Anasayfa » Ana Sayfa » Hidayet » İlimle îmân, ilimle ibadetler ve mürşidle hidayet arasındaki ilişkiyi açıklar mısınız?
share on facebook  tweet  share on google  print  

İlimle îmân, ilimle ibadetler ve mürşidle hidayet arasındaki ilişkiyi açıklar mısınız?

A- İlimle îmân arasındaki ilişki nasıldır?
B- İlimle ibadetler arasındaki ilişki nasıldır?
C- Mürşidle hidayet arasındaki ilişkiyi bizlere açıklar mısınız?

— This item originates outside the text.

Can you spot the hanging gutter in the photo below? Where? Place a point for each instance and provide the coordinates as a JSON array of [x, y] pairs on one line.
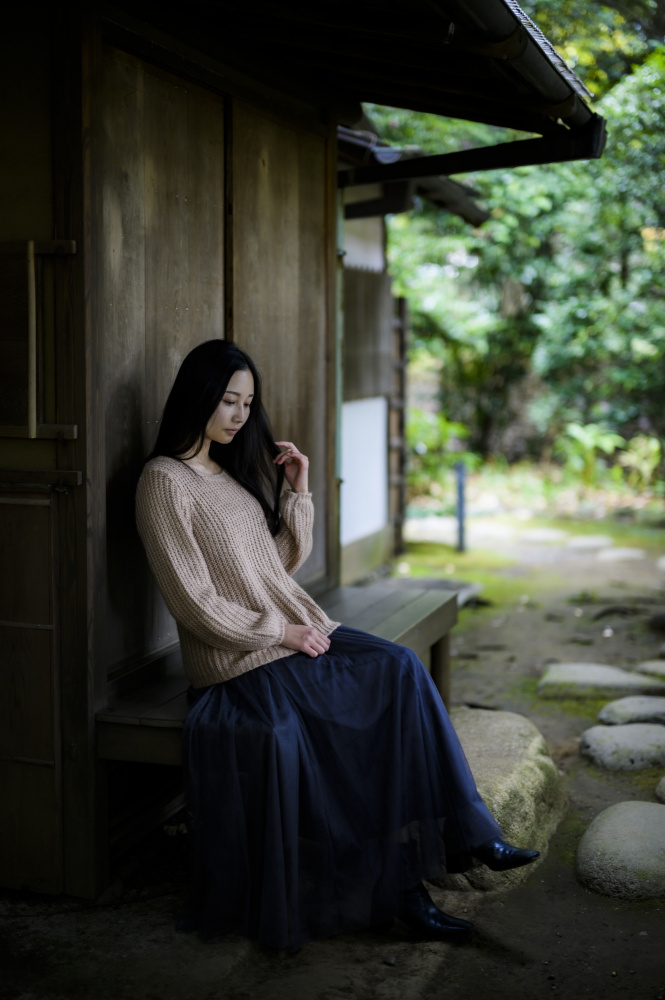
[[534, 59], [517, 47], [366, 150], [583, 143]]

İlimle îmân arasındaki ilişkiye bakıyoruz. Kişinin ilmi yok, Allah’a ulaşmayı dilemiyor ve bu kişi Allah’a inanıyor. Allah’a inandığına göre mü’min. Allah’a inanan bir insan, ama gerçek anlamda mü’min mi? Hayır, o kişi Allah’a ulaşmayı dilemediği sürece mü’min değil. Öyleyse ilim öğretiliyor insanlara: "Kim Allah’a inanırsa o mü’mindir.” deniyor. Allah’a inanan kişi Allah’a inancın sahibidir ama bu inancı onu mü’min yapamaz. Hangi anlamda mü’min yapamaz? Âmenû kelimesi Kur'ân-ı Kerim’de iki istikamette de kullanılıyor. Allah’a inananlar için de Allahû Tealâ âmenû kelimesini kullanmış. Allah’a ulaşmayı dilemediği halde Allah’a inananlar için de âmenû kelimesini kullanmış. Allah’a inanıp da Allah’a ulaşmayı dileyenler için de âmenû kelimesini kullanmış. İkisi de âmenû, yani inanan demek. Ama birincisinin gideceği yer cehennem, o mü’min standartlarının dışında, Allah’a ulaşmayı dilemeyen birisi. Allah’a ulaşmayı dileyen bir kişi âmenû kelimesiyle ifade edilmişse Kur'ân-ı Kerim’de, o ancak Allah’ın cennetine girer.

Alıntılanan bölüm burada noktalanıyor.